Уже собираюсь сказать им, что, если они зайдут, я сбегаю к мосткам за папой, и вдруг замечаю, что они меня как будто вообще не слышат. Даже не глядят на меня. Толстяк качается, смотрит поверх языка лавы туда, где под водопадом на мостках стоят наши, – отсюда можно разобрать в тумане брызг только фигурки в клетчатых рубашках. Время от времени кто-то выбрасывает руку, делает выпад, как фехтовальщик, а потом протягивает свою пятиметровую острогу кому-то выше на мостках, чтобы сняли бьющегося лосося. Толстяк смотрит на людей, стоящих под пятнадцатиметровой водяной завесой, и каждый раз, когда кто-нибудь из них выбрасывает руку с острогой, он кряхтит и хлопает глазами.
Остальные двое, Джон и старуха, просто стоят. Кажется, ни один из них не слышал меня; они даже смотрят мимо, как будто меня нет.
Все останавливается и замирает на минуту.
У меня странное чувство, будто солнце светит на этих троих ярче прежнего. Все остальное выглядит как обычно – куры возятся в траве на крышах глиняных домов, кузнечики прыгают с куста на куст, детишки полынными метелками сгоняют мух с вяленой рыбы, и они поднимаются черными облаками, – все как обыкновенно в летний день. Кроме солнца, а оно светит на трех приезжих в сто раз ярче, и я вижу… швы, где они составлены.
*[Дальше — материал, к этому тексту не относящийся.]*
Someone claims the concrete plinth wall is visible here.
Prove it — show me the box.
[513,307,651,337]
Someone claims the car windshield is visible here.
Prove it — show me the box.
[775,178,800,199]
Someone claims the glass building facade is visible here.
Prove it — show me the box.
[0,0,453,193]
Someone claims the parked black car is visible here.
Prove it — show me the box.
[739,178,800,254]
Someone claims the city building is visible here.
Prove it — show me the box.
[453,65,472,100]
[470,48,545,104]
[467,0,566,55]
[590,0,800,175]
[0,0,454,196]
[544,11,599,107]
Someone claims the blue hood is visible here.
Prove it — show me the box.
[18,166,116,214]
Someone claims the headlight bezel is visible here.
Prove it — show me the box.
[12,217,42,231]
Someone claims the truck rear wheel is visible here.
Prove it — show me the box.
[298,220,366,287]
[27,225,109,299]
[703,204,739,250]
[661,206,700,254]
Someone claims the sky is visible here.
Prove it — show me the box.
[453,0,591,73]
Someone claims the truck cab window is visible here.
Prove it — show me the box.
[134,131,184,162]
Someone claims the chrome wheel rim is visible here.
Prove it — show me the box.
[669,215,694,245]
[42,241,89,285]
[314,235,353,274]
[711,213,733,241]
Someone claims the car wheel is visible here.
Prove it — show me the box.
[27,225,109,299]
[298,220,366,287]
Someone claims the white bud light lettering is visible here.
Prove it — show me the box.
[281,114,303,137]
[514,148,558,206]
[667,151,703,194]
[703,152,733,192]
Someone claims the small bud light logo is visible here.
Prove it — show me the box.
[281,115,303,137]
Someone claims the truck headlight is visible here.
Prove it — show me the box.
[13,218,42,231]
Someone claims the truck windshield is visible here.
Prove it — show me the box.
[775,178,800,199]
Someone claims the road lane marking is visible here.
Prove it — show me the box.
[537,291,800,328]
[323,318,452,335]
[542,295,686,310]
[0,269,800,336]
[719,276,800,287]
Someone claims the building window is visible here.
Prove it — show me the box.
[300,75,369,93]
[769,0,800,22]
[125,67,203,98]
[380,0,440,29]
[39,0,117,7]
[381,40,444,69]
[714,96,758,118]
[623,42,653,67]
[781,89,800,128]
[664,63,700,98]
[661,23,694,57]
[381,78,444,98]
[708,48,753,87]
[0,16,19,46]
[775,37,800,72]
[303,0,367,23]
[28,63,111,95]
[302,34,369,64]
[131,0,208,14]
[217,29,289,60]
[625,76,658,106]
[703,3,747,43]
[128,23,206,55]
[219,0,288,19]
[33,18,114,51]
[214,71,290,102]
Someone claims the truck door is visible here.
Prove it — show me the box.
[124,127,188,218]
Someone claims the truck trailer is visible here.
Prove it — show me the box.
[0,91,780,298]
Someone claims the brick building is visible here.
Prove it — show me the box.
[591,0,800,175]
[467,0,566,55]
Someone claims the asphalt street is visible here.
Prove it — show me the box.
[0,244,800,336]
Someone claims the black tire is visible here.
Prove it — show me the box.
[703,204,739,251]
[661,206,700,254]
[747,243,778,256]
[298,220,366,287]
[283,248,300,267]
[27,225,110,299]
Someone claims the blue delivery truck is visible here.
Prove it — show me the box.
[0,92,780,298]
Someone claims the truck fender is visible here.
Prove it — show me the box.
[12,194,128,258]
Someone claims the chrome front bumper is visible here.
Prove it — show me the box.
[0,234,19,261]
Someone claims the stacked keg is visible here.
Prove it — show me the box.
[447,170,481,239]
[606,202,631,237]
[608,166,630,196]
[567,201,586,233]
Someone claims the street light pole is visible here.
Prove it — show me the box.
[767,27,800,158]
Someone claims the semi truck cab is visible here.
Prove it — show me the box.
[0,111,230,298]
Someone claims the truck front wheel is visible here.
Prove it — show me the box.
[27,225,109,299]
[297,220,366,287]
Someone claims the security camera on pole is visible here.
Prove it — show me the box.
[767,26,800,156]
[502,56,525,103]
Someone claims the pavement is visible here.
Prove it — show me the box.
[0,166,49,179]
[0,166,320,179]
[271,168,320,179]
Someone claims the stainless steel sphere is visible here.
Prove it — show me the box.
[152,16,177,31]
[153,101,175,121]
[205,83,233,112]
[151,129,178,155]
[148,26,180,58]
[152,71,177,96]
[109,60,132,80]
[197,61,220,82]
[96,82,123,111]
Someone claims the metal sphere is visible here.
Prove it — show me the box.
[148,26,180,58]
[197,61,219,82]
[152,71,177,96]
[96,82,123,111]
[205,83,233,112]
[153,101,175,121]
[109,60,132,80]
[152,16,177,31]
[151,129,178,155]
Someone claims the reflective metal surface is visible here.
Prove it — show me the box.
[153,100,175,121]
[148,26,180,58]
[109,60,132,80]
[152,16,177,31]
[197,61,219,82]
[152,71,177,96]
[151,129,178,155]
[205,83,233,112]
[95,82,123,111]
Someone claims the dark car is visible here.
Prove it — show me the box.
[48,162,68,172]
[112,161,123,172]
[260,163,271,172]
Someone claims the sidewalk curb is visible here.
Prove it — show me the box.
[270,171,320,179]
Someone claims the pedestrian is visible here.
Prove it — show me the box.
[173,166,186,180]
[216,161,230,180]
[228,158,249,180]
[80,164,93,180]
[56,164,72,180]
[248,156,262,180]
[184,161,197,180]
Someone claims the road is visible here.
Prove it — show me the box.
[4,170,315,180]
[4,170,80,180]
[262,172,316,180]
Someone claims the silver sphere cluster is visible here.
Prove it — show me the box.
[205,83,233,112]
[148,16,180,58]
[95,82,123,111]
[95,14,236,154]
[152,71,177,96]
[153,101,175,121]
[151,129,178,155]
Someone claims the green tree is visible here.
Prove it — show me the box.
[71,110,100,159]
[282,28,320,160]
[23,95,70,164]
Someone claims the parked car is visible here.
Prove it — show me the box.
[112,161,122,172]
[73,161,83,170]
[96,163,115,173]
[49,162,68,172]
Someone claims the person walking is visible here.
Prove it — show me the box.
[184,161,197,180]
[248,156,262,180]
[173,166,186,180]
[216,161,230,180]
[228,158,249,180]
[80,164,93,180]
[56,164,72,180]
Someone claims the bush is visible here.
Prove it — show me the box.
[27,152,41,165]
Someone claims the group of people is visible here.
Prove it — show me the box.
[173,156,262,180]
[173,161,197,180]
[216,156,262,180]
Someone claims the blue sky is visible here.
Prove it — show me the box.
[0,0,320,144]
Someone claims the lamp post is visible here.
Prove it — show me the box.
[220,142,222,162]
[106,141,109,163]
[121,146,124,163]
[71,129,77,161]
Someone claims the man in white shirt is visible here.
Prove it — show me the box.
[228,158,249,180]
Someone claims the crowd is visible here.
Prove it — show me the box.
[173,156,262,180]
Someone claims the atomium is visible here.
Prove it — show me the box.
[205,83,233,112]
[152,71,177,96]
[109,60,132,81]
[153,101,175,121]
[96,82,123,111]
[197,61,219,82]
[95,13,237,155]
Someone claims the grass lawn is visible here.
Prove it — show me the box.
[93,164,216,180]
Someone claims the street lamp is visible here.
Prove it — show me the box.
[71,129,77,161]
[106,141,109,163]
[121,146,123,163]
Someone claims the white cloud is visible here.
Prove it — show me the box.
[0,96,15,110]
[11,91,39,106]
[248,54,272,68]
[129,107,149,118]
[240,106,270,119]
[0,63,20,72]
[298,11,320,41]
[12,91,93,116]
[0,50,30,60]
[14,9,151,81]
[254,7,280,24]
И почти вижу внутри у них аппарат, который принимает мои слова, пробует засунуть их туда и сюда, поворачивает так и этак, а когда не находит для них удобного готового места, отбрасывает, будто их и не говорили.
А приезжие застыли, не шелохнутся. Даже качели замерли, пришпилены на отлете солнцем, и толстяк на них окоченел, как резиновая кукла. Потом просыпается в ветках можжевельника папина цесарка, видит, что у нас чужие, гавкает на них, как собака, и заколдованный миг кончается.
Толстяк вскрикивает, вскакивает с качелей и бочком отодвигается в пыли, заслоняя шляпой лицо от солнца, чтобы увидеть, кто это поднял такой шум в можжевельнике. Увидев, что это всего-навсего пестрая курица, он плюет на землю и надевает шляпу.
– Я лично считаю, – говорит он, – что, сколько бы мы ни предложили за их… метрополис, этого будет больше чем достаточно.
– Возможно. И все-таки мне кажется, мы должны поговорить с вождем…
Старуха перебила его, со звяканьем шагнув вперед.
– Нет. – Она впервые заговорила. – Нет, – повторяет она так, что я вспоминаю старшую сестру.
Она поднимает брови и окидывает взглядом поселок. В глазах у нее что-то замельтешило, как цифры в окошке кассового аппарата; она смотрит на мамины платья, аккуратно развешенные на веревке, и кивает головой.